Quelque chose vient se cogner sur la fenêtre de la cuisine. Ça le fait sursauter. J'aurais sûrement réagi de la même manière si je ne m'y attendais pas. Il pose ses affaires et va jeter un petit coup d'œil, histoire de vérifier. Il n'y a aucune fissure et c'est tant mieux. Il tente de se convaincre qu'il n'y va pas pour voir s'il y a quelqu'un, qu'il n'a pas d'appréhension, qu'il n'a pas peur. C'est juste pour regarder ce qu'il se passe dehors. Il ne veut pas se l'avouer, il veut se prouver qu'il peut battre sa peur.

Je n'arrive pas à comprendre pourquoi le fait d'avoir peur est honteux.

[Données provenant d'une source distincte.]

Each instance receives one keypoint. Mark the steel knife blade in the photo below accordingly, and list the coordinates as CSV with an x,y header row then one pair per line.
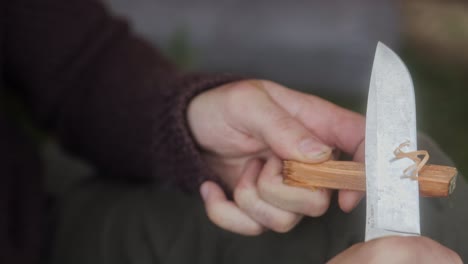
x,y
392,198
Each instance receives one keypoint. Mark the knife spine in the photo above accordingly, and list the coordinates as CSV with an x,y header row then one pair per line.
x,y
433,180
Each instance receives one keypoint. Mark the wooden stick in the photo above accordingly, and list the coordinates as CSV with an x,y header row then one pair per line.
x,y
434,180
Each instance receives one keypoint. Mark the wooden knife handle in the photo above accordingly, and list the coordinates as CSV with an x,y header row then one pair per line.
x,y
434,180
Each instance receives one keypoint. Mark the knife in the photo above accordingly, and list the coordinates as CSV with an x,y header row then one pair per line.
x,y
392,195
392,199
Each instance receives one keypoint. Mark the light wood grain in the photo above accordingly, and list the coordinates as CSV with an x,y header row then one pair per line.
x,y
434,180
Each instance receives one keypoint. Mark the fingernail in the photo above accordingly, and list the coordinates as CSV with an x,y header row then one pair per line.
x,y
313,150
204,191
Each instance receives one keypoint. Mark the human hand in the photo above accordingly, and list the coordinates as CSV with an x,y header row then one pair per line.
x,y
245,129
398,249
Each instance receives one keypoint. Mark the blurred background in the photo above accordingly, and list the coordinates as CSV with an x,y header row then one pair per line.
x,y
325,48
321,47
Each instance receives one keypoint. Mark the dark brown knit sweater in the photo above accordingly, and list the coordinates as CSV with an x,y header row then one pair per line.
x,y
107,95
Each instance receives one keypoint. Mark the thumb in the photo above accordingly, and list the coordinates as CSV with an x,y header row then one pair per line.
x,y
285,135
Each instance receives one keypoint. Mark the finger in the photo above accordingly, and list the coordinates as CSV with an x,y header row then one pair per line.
x,y
285,135
397,249
348,200
334,125
289,198
225,213
246,196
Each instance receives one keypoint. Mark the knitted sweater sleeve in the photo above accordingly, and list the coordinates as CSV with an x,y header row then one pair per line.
x,y
107,95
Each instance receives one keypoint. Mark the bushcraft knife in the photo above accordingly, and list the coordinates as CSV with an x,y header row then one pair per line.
x,y
392,196
392,164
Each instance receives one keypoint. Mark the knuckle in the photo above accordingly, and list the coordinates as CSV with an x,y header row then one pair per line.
x,y
319,205
285,224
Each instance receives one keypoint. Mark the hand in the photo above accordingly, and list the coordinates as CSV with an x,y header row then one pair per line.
x,y
245,129
401,250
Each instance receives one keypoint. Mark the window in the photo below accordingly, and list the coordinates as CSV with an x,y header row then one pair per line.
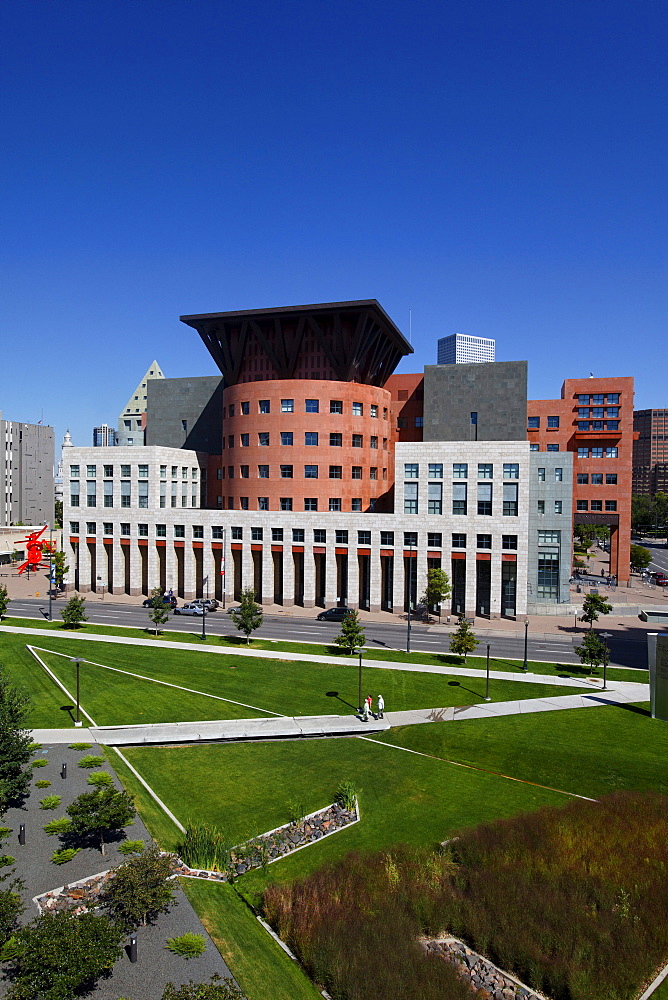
x,y
410,498
510,499
485,499
459,498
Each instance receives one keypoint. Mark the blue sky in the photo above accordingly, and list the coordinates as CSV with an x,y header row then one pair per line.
x,y
497,168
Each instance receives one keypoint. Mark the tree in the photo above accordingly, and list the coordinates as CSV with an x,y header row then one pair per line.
x,y
593,606
15,740
158,613
592,650
73,614
96,815
60,956
248,616
141,888
437,589
352,635
640,557
463,640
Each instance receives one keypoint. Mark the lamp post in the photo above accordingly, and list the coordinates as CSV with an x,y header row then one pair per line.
x,y
525,665
77,660
605,636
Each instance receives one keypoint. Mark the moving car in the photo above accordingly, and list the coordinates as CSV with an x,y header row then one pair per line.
x,y
334,614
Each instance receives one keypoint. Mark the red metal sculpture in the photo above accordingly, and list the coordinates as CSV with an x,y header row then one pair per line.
x,y
36,549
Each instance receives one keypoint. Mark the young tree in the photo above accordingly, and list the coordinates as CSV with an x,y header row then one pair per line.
x,y
249,615
640,558
141,888
352,635
437,589
74,613
593,606
158,613
97,814
60,956
592,650
15,752
463,640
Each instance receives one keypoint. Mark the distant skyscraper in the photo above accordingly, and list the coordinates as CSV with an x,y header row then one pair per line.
x,y
460,349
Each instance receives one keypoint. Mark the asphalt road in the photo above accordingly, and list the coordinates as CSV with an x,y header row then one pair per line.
x,y
425,638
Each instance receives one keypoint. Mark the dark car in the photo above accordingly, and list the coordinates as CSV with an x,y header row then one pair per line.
x,y
334,614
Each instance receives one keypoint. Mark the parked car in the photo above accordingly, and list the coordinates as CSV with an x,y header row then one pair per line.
x,y
169,602
334,614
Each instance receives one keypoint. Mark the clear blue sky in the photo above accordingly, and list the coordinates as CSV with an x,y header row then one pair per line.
x,y
496,166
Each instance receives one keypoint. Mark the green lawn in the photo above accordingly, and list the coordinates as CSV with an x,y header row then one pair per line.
x,y
590,751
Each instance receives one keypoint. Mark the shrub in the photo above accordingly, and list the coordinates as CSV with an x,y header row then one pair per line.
x,y
90,760
187,945
50,802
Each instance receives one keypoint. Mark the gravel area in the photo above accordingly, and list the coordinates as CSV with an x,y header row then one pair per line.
x,y
156,966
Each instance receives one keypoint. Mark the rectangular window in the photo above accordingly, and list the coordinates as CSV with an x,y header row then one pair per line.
x,y
459,498
510,499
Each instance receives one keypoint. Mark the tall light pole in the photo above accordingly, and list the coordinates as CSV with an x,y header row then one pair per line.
x,y
78,660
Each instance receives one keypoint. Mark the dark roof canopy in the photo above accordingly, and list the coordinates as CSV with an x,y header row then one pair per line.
x,y
344,341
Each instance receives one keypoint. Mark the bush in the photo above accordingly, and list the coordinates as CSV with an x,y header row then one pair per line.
x,y
187,945
50,801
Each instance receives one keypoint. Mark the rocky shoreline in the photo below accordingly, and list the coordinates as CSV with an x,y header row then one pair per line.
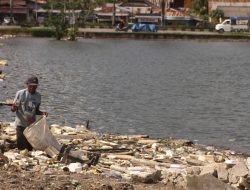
x,y
125,162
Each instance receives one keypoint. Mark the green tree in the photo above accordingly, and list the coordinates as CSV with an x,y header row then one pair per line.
x,y
59,24
217,14
199,7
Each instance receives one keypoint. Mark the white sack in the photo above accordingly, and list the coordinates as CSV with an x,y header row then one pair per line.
x,y
39,135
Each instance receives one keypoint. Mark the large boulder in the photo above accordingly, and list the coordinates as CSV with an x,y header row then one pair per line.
x,y
207,182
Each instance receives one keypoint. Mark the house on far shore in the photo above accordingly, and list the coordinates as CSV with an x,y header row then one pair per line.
x,y
20,10
240,8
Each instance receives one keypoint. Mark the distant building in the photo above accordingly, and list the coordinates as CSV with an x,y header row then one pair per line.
x,y
173,3
20,10
231,7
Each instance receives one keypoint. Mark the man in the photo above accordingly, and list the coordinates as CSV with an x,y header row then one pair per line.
x,y
26,105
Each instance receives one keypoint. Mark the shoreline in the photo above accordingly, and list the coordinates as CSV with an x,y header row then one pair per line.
x,y
160,35
131,161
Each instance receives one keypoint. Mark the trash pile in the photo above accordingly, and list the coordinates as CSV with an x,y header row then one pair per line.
x,y
134,158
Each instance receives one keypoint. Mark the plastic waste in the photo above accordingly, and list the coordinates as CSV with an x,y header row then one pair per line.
x,y
75,167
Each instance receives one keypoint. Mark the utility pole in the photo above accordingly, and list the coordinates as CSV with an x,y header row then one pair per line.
x,y
36,10
163,6
113,18
11,11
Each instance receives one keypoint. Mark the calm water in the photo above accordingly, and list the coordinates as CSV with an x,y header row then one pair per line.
x,y
195,90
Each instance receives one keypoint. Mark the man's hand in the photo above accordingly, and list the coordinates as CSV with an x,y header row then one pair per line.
x,y
13,107
45,114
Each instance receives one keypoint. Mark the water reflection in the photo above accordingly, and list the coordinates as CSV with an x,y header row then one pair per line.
x,y
196,90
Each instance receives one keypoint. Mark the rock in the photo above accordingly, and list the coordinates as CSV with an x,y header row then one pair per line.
x,y
104,187
206,158
209,169
148,141
75,182
232,178
244,182
206,182
230,163
194,162
248,163
194,170
239,169
222,173
150,176
75,167
123,186
219,158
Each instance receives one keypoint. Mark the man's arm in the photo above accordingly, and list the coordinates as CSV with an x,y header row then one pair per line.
x,y
38,112
14,105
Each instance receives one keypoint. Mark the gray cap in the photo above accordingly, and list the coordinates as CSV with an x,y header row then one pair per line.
x,y
33,80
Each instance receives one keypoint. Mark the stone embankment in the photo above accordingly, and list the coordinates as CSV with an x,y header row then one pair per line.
x,y
134,159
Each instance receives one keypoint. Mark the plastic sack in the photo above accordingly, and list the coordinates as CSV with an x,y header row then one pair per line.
x,y
39,135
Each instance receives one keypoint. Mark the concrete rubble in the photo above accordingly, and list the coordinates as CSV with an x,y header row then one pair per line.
x,y
134,158
2,64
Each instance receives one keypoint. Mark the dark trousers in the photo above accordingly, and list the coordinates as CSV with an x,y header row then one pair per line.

Les gens se cachent leurs sentiments en permanence et sans aucune raison. J'aimerais croire que ça fait partie de la nature humaine. J'ai probablement déjà ressenti cette honte avant de me transformer. Mais je pouvais l'expliquer à l'époque. Aujourd'hui, ce n'est plus le cas.

Ça me désespère d'oublier les choses comme ça, sans aucune explication. Ça me provoque même un pincement au cœur de ne plus pouvoir me souvenir de ma vie d'avant. Je n'ai plus que quelques bribes de souvenirs, quelques images. C'est pour ça que je me force à chercher des pistes pour tenter de recoller les morceaux. Je sais quelles sont les personnes mortes qui ont faisaient partie de ma vie, les proches comme les moins proches. Mais je ne sais pas ce qu'elles représentaient vraiment pour moi. Mais je n'ai jamais été capable d'en découvrir plus.